More sustainable management of food can
feed more New Jerseyans confronting food insecurity and improve soil quality to
enhance agriculture, community gardening, and plant growth through the use of
compost. 

“Compost enriches soil while helping retain moisture and suppressing plant diseases and pests, reduces the need for chemical fertilizers, and reduces methane emissions from landfills while lowering our collective carbon footprint,” said Jairo Gonzalez, President of the New Jersey Composting Council. “Working cooperatively with state, county, and local officials, we hope to show sustainable organics management is a win for not only our environment but also our economy and well-being.”

While the stakeholder effort was
focused on planning, identifying practical ways to advance more sustainable
organic material management was the objective.

“Our Sustainable Jersey programs now
actively engage 460 New Jersey municipalities, 1,025 schools and 374 school
districts,” said Randy Solomon, executive director. “We currently offer
practical actions for towns and schools to take to reduce and recycle food
waste.
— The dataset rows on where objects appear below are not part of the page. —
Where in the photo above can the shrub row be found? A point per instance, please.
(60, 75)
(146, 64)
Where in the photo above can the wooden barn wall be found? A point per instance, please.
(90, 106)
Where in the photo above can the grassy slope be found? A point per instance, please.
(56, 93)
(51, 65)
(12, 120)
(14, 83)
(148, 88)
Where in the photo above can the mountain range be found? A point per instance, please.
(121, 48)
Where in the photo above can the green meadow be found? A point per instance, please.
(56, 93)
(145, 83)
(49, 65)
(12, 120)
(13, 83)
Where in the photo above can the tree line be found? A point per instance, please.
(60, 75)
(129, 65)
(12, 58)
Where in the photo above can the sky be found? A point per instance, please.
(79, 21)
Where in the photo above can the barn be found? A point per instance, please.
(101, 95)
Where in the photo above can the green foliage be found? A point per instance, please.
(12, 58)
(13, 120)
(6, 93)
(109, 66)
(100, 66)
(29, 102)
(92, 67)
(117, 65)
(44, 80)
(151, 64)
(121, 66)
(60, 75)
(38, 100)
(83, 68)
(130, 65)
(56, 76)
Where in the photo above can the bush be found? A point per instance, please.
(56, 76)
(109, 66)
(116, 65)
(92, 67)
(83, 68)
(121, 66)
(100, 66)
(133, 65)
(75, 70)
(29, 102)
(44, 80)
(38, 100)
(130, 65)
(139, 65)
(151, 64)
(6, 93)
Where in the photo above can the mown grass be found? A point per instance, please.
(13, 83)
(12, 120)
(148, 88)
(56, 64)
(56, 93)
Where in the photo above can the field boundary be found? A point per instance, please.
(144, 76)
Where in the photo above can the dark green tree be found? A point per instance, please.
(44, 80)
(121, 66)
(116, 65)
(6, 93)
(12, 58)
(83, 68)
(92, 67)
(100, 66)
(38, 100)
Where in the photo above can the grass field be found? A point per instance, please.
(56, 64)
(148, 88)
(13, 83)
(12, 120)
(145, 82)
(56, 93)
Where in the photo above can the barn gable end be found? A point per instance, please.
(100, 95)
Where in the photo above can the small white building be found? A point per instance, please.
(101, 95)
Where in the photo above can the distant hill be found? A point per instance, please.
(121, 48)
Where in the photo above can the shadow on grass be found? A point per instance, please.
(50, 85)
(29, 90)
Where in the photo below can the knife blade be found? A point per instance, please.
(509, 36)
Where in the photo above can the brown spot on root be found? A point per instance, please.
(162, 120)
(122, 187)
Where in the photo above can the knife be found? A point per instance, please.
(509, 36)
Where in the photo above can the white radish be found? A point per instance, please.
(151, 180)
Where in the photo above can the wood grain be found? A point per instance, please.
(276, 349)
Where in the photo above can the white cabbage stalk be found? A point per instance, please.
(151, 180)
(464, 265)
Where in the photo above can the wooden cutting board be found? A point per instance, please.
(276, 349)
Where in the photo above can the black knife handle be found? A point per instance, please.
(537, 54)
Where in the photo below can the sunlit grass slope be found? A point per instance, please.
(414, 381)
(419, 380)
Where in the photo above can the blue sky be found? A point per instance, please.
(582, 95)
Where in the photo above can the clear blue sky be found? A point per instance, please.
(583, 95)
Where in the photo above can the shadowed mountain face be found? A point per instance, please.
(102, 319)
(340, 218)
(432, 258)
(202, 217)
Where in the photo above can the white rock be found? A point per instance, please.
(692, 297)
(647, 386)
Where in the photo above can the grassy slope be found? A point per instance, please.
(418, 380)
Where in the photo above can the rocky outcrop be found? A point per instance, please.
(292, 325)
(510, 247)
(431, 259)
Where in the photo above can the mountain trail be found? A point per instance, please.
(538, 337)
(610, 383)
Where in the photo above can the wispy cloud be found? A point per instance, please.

The Organics Workgroup effort will undoubtedly result in additional
actions developed to promote even more sustainable management practices which
can dramatically advance our GHG emission reduction and environmental goals.

Montecalvo summed up the Workgroup
effort and future direction: “While we hope you find our work to be
informative, it has clearly just begun! Framing a plan of action is a critical
first step, but the rubber hits the road through action and implementation. It
is now time to collectively roll up our sleeves and get to the real work of
effecting positive change.”

The Sustainable Organic Material Management Plan can be found
here: Organics Workgroup SOMMP

The New Jersey Climate Change Alliance is a network of diverse organizations that share the goal of advancing science-informed climate change strategies at the state and local levels in New Jersey, with regard to adapting to changing climate conditions and addressing the emissions that cause climate change. Alliance participants include representatives of public, private, and non-governmental New Jersey organizations from sectors including transportation, emergency management, business, energy, engineering, farming, insurance, environment, health, community planning, Environmental Justice, natural resource management, and others. The Alliance does not work to influence political outcomes or specific pieces of legislation; rather, the work of the Alliance serves to integrate science with evidence and diverse points of view through the voices of Alliance participants for the purpose of informing short and long-term climate change strategies and outlining policy options for New Jersey.